Selling the Saskatchewan advantage

Globe and Mail Update

What are the chances of an Israeli-born ballet dancer ending up as business dean at the University of Saskatchewan? That is Daphne Taras’s story, reflecting a career packed with improbable twists. Ms. Taras, recently appointed dean of the university’s Edwards School of Business, moves to Saskatoon from Calgary at a time when Saskatchewan is basking in economic renewal. Ms. Taras, 53, comes with strong credentials as a teacher of industrial relations, which should serve her well in a province steeped in the tradition of prairie co-ops, Crown corporations and labour unions.

Did you know when you took undergraduate political science, you’d end up as a business school dean?

Never. And I actually entered York University as a classical ballet chick, a fine arts major. I’m one credit short of finishing a dance degree there.

I’m not much of a long-term planner, so I go with opportunities. As they say, opportunity favours the prepared mind. If you are just scanning for good stuff, it doesn’t matter if it is in ballet, poli-sci, labour relations or as dean – there are always great career holes that can be filled.

There are some people who start out with a passion for what they do and they stick with it their entire careers, but I’m not one of them. I’m one who worked really hard to find a way. Whenever you’re blocked, you find a way.

Have you ever worked in Saskatchewan before?

No. Every single person in Saskatoon, when they learn I just moved here, says, “Oh, are you rejoining your family?” or “Where are you from in the province?” But I say, “No, I really have zero reason to be here except that the city is at a takeoff point.” They look really skeptical. But my first message to Saskatchewan is: “Get over it. People are moving in.”

In this province, they absolutely think [the population influx] is just people coming home and that is enough of a victory for them. But there are people who move to where success is and they don’t need a family reason – they move for opportunity.

So the economic takeoff was a big reason you applied for the job?

For me, yeah. I spent 25 years in Toronto and 25 years in Calgary, and with that experience, there is a nice sense of when a city reaches a tipping point. You just know it’s poised and this province is at that point.

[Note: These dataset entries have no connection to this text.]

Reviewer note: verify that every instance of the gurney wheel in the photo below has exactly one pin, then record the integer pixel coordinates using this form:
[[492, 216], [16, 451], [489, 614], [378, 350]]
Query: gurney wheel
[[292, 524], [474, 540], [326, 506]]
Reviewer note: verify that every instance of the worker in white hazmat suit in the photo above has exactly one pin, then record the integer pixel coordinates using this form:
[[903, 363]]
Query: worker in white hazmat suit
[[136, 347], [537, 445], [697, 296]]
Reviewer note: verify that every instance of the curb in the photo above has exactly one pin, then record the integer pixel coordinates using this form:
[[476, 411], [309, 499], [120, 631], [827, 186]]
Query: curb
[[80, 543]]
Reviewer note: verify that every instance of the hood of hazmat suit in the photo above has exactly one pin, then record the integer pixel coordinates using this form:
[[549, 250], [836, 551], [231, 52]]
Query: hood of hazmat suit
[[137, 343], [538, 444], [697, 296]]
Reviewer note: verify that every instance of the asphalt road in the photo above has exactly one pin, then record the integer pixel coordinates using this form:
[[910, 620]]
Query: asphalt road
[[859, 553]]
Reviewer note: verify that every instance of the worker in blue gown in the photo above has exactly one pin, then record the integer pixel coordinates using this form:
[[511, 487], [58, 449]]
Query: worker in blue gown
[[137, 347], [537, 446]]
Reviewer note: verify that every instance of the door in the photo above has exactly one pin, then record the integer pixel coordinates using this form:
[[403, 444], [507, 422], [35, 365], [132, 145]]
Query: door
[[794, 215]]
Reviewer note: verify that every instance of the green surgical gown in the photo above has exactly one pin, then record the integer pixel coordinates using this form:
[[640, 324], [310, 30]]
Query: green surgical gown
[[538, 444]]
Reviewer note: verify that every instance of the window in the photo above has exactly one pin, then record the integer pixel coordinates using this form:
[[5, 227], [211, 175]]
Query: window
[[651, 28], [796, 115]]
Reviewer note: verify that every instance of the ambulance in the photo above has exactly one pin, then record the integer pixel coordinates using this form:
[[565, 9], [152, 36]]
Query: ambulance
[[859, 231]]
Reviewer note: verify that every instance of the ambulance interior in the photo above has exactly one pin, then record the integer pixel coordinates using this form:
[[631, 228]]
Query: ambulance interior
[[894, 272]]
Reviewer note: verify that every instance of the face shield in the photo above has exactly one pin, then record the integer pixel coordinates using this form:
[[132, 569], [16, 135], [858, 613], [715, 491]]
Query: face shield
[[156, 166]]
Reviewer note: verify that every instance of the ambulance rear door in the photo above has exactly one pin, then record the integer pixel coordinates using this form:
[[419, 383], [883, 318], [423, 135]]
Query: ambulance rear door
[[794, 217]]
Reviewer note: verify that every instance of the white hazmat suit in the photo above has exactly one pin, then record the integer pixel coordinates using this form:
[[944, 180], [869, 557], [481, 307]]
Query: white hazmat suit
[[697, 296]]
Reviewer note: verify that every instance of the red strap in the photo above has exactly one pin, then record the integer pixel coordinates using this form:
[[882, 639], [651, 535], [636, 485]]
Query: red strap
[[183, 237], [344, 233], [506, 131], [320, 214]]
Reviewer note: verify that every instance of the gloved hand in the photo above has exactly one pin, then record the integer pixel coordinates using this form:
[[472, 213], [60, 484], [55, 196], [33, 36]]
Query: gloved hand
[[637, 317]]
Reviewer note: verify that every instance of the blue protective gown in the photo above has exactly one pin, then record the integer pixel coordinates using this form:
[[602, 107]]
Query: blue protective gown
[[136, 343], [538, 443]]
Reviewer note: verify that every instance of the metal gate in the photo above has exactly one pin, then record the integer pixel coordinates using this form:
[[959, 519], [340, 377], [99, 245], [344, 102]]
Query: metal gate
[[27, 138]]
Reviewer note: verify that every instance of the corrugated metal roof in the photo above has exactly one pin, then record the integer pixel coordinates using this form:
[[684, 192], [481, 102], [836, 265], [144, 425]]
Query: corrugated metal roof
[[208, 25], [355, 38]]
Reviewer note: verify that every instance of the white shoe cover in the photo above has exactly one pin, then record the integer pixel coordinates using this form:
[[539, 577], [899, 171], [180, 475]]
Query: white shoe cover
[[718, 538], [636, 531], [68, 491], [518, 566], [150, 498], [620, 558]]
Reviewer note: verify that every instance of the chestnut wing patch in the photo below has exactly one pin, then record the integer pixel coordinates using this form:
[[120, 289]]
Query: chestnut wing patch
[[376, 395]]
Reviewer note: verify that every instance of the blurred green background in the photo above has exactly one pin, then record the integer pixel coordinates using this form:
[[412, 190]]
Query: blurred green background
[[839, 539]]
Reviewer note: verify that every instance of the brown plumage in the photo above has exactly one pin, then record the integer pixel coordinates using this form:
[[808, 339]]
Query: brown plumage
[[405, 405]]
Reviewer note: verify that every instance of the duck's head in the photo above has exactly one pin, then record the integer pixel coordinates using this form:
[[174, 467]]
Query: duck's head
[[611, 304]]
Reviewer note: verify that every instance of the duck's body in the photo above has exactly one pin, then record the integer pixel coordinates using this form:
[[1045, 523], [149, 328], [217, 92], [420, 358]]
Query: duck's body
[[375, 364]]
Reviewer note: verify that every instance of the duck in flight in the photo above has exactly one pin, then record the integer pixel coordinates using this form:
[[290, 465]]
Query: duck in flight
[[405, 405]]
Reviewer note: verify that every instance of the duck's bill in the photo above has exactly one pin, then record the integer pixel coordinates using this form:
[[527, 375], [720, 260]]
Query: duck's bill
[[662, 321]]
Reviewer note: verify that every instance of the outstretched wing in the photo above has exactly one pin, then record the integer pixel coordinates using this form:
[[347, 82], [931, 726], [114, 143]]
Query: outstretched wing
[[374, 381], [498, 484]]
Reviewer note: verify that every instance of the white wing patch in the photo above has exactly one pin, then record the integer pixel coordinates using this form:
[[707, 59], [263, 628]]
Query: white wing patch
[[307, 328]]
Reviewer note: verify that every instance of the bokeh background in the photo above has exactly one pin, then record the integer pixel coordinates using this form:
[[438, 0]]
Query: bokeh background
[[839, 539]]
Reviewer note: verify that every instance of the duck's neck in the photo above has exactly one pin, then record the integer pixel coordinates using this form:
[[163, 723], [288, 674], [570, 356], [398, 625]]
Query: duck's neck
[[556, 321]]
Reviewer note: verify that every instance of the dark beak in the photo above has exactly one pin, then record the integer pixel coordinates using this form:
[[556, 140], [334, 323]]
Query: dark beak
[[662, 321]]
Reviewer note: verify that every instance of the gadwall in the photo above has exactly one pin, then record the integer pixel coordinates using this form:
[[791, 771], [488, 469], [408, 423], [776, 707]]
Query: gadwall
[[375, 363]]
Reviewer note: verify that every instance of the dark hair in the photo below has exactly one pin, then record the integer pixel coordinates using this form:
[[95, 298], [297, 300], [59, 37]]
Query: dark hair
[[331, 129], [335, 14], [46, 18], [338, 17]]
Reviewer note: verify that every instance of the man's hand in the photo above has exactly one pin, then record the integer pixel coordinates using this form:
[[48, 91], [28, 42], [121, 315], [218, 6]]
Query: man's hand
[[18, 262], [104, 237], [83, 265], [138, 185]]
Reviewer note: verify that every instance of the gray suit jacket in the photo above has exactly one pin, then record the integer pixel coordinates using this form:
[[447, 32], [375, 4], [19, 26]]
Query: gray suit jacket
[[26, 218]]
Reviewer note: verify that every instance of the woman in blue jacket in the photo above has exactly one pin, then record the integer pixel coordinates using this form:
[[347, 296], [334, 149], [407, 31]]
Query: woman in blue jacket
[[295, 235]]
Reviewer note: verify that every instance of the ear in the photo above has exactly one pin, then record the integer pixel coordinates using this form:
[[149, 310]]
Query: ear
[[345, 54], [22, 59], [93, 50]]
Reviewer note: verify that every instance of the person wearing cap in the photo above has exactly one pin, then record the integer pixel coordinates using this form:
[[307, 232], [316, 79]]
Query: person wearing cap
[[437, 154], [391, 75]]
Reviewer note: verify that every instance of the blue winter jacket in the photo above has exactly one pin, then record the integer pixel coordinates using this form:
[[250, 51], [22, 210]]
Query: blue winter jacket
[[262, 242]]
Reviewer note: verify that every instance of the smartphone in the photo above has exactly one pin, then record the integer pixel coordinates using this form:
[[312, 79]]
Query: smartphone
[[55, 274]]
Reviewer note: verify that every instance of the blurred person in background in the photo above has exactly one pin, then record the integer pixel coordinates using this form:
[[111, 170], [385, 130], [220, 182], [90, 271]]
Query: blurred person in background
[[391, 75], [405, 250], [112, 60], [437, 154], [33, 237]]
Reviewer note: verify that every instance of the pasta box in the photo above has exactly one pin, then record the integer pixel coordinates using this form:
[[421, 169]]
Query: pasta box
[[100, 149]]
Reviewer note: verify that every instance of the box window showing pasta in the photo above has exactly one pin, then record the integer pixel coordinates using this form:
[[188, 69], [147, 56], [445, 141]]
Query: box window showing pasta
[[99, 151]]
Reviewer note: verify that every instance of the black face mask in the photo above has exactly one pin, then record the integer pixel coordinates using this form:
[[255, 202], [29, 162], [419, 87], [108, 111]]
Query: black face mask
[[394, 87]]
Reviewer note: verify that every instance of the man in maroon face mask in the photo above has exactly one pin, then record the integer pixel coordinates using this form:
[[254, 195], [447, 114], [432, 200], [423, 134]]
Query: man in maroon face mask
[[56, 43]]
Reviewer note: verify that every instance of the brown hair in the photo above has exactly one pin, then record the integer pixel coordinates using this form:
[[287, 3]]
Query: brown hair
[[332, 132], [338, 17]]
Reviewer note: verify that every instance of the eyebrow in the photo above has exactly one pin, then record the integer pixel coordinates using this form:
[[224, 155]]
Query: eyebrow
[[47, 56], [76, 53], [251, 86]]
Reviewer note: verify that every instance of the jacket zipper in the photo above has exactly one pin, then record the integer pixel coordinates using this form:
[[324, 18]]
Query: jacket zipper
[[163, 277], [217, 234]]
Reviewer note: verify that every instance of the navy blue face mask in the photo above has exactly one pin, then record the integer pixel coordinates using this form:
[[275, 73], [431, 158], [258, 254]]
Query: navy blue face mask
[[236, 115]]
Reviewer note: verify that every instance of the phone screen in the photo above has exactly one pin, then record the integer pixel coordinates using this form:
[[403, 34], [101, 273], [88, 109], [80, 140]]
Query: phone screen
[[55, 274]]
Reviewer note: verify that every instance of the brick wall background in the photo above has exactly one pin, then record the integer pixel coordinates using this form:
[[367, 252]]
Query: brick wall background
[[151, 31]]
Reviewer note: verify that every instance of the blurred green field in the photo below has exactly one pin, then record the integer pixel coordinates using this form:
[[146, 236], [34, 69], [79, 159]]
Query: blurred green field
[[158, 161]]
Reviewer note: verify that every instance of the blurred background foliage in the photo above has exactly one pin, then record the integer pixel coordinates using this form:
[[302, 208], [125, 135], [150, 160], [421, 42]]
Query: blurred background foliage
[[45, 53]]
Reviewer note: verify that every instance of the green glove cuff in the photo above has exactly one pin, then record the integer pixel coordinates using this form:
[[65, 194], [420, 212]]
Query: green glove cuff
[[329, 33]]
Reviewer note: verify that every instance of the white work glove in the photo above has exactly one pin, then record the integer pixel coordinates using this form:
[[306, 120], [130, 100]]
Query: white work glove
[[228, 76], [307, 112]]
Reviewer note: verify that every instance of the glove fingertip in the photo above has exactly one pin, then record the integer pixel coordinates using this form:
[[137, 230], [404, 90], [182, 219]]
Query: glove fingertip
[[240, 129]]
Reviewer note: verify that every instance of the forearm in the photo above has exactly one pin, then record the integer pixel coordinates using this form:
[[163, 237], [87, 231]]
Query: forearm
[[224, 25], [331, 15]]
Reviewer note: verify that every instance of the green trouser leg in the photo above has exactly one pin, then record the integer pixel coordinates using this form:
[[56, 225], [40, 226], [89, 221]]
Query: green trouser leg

For a business school dean, aren’t you an odd duck academically?

I am. In the U.S., there are a lot of deans of business schools who are colleagues of mine in the field of industrial relations. We have the managerial skills and we are very sensitive to labour relations. A lot of us get involved in being associate deans and helping run places.

It makes a lot of sense, except there is this notion in Canada that to be a dean, you have to come out of finance or economics. In the U.S. there are a lot of us, and in Canada I’m now one of the few.

Has your career in business schools been affected by your specialization?

There is always the worry when you bring people in from labour relations that they might be too radical for a business school. Even if they are just slightly left, they may be too radical. But that’s not the way I managed my career. Within my own discipline I’m very mainstream. I’ve done my whole career in a business school and I have an MBA. I can talk the talk.

Didn’t I read that, at the University of Calgary, you once used deception to spur business students into organizing themselves like union members?

You have to have cojones to walk into a class and know you are deliberately going to aggravate the students. Well, we did it with four classes of 60 students. If you can do that, you can do anything to business students.

So you antagonized them so much, they organized?

Yes, but without being nasty. I was really apologetic that their professor had been suspended but, unfortunately, I’d taken over the class and we’d all have to live with it. And I’d changed the course outline. “You are going to have to suck it up, because I have to mop it up,” I said. I rehearsed it so it was a combination of being totally compassionate and patronizing as hell. That combination was so aggravating to them. “Let me explain to you why I can’t listen to you any more,” I said.